Jumat, 27 Februari 2015

Perlombaan untuk Menguasai Kutub Utara


Irib - Menteri Pertahanan Rusia Sergei Shoigu menyatakan tidak menutup kemungkinan untuk menggunakan kekuatan militer dalam membela kepentingan nasional Rusia di Kutub Utara.

Dalam sebuah rapat di Departemen Pertahanan Rusia pada Rabu (25/2/2015), Shoigu mengatakan, kehadiran militer konstan di Kutub Utara dan kemungkinan untuk melindungi kepentingan negara dengan cara militer dianggap sebagai bagian integral dari kebijakan umum untuk menjamin keamanan nasional Rusia.

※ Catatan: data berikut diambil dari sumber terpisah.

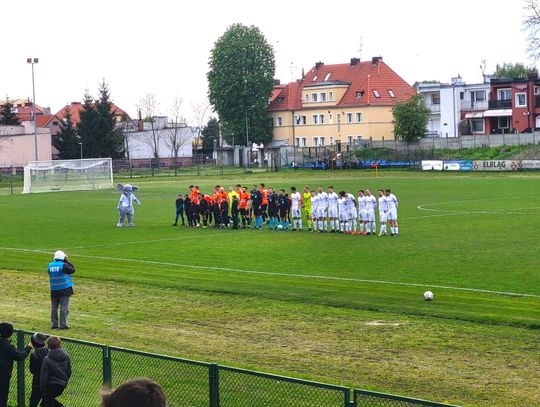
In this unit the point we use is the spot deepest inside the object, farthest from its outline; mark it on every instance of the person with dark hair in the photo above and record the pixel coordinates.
(135, 393)
(179, 209)
(36, 361)
(8, 355)
(61, 283)
(55, 373)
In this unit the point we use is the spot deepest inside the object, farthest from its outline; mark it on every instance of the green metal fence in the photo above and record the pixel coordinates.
(190, 383)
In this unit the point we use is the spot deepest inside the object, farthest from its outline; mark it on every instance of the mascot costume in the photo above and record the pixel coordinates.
(125, 204)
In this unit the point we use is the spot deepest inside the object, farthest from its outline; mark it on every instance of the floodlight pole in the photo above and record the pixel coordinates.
(33, 61)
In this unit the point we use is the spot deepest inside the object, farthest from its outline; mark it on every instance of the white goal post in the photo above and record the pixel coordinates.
(68, 175)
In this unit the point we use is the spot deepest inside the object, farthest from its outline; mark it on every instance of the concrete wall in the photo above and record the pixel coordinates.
(17, 145)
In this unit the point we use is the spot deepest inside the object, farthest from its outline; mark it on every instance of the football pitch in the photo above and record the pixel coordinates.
(335, 308)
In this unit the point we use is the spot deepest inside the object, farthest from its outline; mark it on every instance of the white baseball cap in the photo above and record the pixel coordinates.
(59, 255)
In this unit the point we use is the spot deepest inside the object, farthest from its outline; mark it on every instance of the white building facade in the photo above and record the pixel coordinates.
(456, 107)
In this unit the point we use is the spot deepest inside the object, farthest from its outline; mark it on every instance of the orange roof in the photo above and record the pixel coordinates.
(75, 109)
(370, 83)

"Ini bukan rahasia bahwa Laut Arktik berubah menjadi salah satu pusat dunia untuk memproduksi hidrokarbon dan merupakan persimpangan penting untuk komunikasi transportasi," katanya.

Shoigu lebih lanjut menandaskan beberapa negara maju yang tidak memiliki akses langsung ke Arktik telah mengambil langkah-langkah politik dan militer tertentu untuk masuk ke wilayah itu. Dia juga mencatat bahwa negara-negara yang berdekatan dengan Kutub Utara juga sedang mencoba untuk memperluas kehadirannya.

Tidak hanya lima negara pesisir Laut Arktik – Rusia, Norwegia, Kanada, Denmark, dan Amerika Serikat – yang ingin memperluas kehadirannya di wilayah tersebut, tetapi negara-negara yang tidak punya akses langsung ke sana juga antusias untuk terlibat di Arktik, khususnya Cina.

Pasal 57 Konvensi Hukum Laut 1982 menyebutkan bahwa luas Zona Ekonomi Eksklusif (ZEE) bagi setiap negara pantai adalah 200 mil. Sementara negara-negara yang menginginkan zona yang lebih luas, mereka bisa mengajukan Landas Kontinen Eksistensi (LKE) kepada Komisi PBB (CLCS).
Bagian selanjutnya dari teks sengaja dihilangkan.